Стенио стремительно вскочил, но тут же снова упал на стул: он весь побледнел, силы ему изменили; потом он снова поднялся, судорожно схватил руку Тренмора и побежал к Лелии.

Она лежала на диване; лицо ее было мертвенно-бледно; глаза глубоко запали; глубокая складка залегла на лоб, всегда белый и гладкий. Но голос ее был звучен и уверен, и презрительная улыбка играла, как обычно, на ее беспокойных губах.

Возле нее стоял миловидный доктор Крейснейфеттер, приятный человек, совсем еще молодой, светловолосый, румяный, с белыми руками, снисходительно улыбавшийся и говоривший успокоительным и покровительственным тоном. Доктор фамильярно держал руку Лелии и время от времени проверял пульс, а потом гладил ее прелестные шелковистые волосы, изящно подобранные на затылке.

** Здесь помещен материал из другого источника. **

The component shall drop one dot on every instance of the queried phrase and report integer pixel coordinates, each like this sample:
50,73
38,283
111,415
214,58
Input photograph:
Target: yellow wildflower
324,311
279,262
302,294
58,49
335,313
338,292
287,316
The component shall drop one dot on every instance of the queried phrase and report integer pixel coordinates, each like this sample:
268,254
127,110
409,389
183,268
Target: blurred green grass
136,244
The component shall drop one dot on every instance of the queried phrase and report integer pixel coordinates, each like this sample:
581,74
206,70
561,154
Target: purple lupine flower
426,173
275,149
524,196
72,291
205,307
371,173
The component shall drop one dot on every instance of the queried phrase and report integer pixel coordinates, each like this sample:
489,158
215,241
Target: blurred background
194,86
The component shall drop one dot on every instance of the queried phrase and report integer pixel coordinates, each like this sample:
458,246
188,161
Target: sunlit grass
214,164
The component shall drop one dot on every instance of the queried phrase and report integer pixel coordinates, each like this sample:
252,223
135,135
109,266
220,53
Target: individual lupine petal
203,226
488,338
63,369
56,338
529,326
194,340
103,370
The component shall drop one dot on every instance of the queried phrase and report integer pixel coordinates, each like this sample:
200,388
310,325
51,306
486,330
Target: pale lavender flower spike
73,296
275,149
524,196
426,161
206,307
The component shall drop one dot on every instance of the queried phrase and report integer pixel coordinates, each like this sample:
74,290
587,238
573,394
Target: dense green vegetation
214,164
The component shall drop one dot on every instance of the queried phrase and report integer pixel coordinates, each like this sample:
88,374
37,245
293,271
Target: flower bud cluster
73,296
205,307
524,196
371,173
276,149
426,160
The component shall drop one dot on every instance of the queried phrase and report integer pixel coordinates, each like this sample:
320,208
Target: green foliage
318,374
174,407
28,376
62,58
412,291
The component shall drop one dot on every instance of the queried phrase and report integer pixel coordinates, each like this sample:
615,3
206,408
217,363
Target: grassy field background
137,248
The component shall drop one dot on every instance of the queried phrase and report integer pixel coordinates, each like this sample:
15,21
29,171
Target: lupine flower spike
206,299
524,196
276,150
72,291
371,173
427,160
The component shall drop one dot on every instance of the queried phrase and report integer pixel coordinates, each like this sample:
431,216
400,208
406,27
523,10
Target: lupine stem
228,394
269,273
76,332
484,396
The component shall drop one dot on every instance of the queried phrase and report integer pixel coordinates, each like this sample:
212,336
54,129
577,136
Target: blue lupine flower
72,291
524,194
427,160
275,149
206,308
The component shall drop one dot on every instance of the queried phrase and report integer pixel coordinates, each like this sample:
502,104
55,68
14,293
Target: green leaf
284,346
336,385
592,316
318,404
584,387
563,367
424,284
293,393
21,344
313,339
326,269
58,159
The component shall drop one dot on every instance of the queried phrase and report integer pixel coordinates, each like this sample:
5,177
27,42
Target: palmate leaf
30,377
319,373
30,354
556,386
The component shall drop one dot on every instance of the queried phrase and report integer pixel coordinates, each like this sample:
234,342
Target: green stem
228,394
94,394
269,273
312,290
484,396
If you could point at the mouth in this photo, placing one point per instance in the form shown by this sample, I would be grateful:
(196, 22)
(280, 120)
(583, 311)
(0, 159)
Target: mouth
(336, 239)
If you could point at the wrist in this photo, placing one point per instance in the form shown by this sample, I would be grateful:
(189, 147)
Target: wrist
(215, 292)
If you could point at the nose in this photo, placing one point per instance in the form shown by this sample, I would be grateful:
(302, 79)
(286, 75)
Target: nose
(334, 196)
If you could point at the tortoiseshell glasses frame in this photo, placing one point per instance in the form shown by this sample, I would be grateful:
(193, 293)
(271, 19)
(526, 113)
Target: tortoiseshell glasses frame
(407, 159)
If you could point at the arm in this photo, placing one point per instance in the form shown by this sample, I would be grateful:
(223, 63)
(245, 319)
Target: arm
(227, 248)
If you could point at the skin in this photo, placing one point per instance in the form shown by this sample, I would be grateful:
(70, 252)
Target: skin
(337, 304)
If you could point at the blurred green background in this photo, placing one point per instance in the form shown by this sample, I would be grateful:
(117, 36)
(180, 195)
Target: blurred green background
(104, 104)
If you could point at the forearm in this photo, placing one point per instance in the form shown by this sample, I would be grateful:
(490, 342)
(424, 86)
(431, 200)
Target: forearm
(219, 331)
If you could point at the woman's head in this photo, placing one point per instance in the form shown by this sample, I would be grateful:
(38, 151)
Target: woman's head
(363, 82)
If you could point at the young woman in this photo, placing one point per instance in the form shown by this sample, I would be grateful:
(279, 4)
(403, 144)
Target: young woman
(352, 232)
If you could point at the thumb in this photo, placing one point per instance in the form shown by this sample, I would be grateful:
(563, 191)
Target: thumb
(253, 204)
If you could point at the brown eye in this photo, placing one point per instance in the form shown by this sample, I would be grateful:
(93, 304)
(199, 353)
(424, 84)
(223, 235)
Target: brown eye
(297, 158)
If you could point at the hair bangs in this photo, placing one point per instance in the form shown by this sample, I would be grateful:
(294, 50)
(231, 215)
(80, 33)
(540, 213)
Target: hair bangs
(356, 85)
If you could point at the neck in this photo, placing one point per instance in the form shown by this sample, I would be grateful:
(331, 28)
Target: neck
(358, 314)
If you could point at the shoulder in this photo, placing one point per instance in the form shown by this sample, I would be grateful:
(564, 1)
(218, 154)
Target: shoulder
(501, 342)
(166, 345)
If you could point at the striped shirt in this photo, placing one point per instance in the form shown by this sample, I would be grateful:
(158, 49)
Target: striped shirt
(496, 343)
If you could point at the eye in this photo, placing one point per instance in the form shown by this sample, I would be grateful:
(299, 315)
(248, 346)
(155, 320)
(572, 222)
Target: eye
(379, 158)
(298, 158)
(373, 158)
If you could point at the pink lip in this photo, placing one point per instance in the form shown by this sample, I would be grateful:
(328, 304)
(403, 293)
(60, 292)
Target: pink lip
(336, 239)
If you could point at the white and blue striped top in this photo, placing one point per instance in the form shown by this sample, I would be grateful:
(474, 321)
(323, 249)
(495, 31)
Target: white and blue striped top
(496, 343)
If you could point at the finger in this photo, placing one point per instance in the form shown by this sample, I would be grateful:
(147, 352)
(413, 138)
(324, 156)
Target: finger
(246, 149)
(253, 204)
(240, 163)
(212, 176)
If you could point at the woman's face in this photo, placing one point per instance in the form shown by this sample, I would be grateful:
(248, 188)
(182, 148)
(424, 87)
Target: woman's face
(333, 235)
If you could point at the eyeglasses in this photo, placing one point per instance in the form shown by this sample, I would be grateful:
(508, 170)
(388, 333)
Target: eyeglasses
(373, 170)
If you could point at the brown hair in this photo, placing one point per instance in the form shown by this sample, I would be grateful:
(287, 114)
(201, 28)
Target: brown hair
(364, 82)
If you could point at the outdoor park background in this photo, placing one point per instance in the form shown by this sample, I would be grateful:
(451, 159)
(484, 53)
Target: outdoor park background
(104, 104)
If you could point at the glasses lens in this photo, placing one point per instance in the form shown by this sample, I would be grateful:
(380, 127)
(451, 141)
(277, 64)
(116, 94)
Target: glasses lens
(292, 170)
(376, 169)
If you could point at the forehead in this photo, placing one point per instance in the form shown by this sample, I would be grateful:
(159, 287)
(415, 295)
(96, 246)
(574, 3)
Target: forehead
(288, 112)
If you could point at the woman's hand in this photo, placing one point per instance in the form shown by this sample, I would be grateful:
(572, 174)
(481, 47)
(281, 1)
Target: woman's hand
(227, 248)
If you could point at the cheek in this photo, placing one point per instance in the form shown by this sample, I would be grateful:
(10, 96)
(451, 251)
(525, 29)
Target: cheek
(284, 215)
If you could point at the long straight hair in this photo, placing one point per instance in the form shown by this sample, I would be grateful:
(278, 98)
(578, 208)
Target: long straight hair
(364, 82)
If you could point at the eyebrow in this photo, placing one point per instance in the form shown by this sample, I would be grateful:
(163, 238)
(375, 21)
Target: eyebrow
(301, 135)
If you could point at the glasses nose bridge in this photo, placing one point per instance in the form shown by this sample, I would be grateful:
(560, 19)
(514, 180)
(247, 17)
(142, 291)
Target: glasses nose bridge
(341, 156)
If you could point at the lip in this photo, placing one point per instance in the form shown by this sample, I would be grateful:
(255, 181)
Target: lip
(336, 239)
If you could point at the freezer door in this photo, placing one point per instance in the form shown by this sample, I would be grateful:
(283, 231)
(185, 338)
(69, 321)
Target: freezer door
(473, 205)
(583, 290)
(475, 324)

— Все это пустяки, — говорил он, любезно улыбаясь, — сущие пустяки. Это холера, азиатская холера, самая обыкновенная сейчас вещь на свете и лучше всего изученная болезнь. Успокойтесь, мой ангел! У вас холера, эта болезнь уносит за полчаса тех, кто по слабости своей ее пугается, но нисколько не опасна для таких стойких натур, как мы с вами. Главное, не пугайтесь, любезная иностранка! Нас здесь двое, кто не боится холеры, мы с вами не поддадимся ей! Отпугните же это мерзкое привидение, это отвратительное чудовище, от которого у людей волосы встают дыбом. Посмеемся над холерой — это единственный способ справиться с ней.

— А что, если попробовать пунш доктора Мажанди? — предложил Тренмор.

— Почему бы и не попробовать пунш доктора Мажанди, — отвечал миловидный доктор, — если у больной нет отвращения к пуншу?

— Я слышала, — с язвительным хладнокровием заметила Лелия, — что он очень вреден. Попробуем лучше успокаивающие средства.

— Попробуем успокаивающие средства, если вы в них верите, — сказал миловидный доктор Крейснейфеттер.

— Но что бы вы нам посоветовали сами по совести? — спросил Стенио.

При слове «совесть» доктор Крейснейфеттер посмотрел на молодого поэта: во взгляде этом были сочувствие и насмешка; потом он быстро совладал с собою и серьезным тоном сказал:

— Моя совесть предписывает мне совсем ничего не предписывать и никак не вмешиваться в течение этой болезни.

— Это очень хорошо, доктор, — сказала Лелия. — Но уже становится поздно, покойной ночи. Не лишайте себя дольше драгоценного сна.